Hay quienes aman a las palomas y quienes las detestan; quienes disfrutan viéndolas sobrevolar las fuentes o caminando entre sus bellas desbandadas y quienes odian el ruido acuático de sus zureos, su aleteo tal vez un poco fúnebre, el modo en que destrozan los tejados y las azoteas, manchan las estatuas públicas, los coches aparcados, la ropa tendida. Probablemente, las palomas provocan sentimientos antagónicos porque son aves contradictorias, son pájaros voraces y pendencieros que se han transformado en el símbolo de la paz y de la libertad; son sucios e indolentes pero se les atribuye una pureza extraordinaria; son promiscuos como conejos y, a la vez, un emblema de todo lo que es cándido, virginal, decente. Son, también, un complemento indispensable de la ciudad y uno de sus problemas.

Las autoridades empiezan a luchar sin tregua contra las palomas, preocupadas por la superpoblación de su especie, que es un mal alentado por los buenos de esta historia, los que les ponen comida y hacen que se reproduzcan a una velocidad tres veces superior a la normal, y por las consecuencias que puede provocar esa superpoblación: hacinamiento, mugre, contagio de virus o gérmenes que se pueden transmitir al hombre, daños aviares y zoonóticos como la clamidiasis, que produce una enfermedad parecida a la pulmonía. Pero ¿se puede vencer a un animal casi mitológico, a un ser que parece estar menos cerca de las gallinas que de los centauros o los tritones, más emparentado con los unicornios que con las cacatúas?

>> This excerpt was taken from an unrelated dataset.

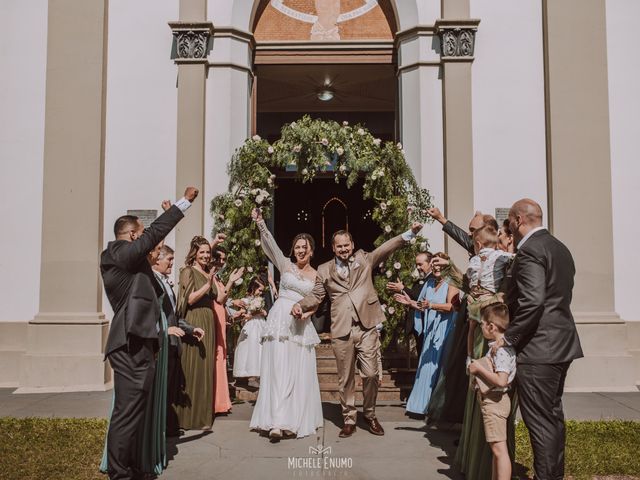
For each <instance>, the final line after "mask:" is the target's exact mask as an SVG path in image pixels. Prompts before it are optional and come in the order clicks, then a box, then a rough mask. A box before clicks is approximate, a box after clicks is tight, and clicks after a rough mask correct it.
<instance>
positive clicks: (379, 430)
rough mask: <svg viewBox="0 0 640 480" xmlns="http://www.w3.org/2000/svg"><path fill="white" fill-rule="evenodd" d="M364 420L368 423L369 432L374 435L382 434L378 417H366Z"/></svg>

El Ayuntamiento tiene varias jaulas para atrapar palomas, instaladas en algunos puntos de la ciudad. Una de ellas está en la azotea de un ambulatorio de la Seguridad Social, en la calle de Bravo Murillo. Las jaulas atraen a las palomas emitiendo un silbido mecánico y soltando pequeñas dosis de maíz y trigo. Cuando han sido cazadas, los veterinarios las analizan, comprueban su estado de salud y su edad. A algunas las sueltan de nuevo. A otras las llevan a la perrera municipal y las sacrifican con anhídrido carbónico, en una especie de cámara de gas. Y hay otro grupo al que trasladan a otra parte del país, actualmente a Galicia. Me pregunto cómo será ese trabajo: conduces una furgoneta o un camión cargado con jaulas llenas de palomas; vas descontándole kilómetros a la autopista mientras las escuchas, moviéndose a tu espalda; después, paras a comer en un restaurante de carretera y mientras masticas tu almuerzo no dejas de pensar en esos pájaros de tu camión; finalmente, abres las jaulas junto a un acantilado o en un bosque y ves cómo huyen, cómo se incorporan a ese cielo limpio y extraño. Pero de vuelta a la ciudad, las palomas muertas o deportadas han sido rápidamente sustituidas por otras y los veterinarios, una vez más, no se explican qué mecanismo regula ese fenómeno de repoblación automática, pero el caso es que así es como sucede: si te libras del diez por ciento de las aves, ellas se reproducen un diez por ciento más. Otras llegan a Madrid desde la sierra, escapando de la nieve y del frío. La gente les sigue arrojando comida y, a veces, alrededor de los mercados, les dan desperdicios que inducen a las ratas a salir del subsuelo. Hay edificios abandonados que colonizan las palomas. Cuando abres la puerta ves a cientos de ellos y entonces producen un gran temor. Entonces no te hacen pensar en la libertad, sino en la muerte. Qué animales tan extraños, las palomas.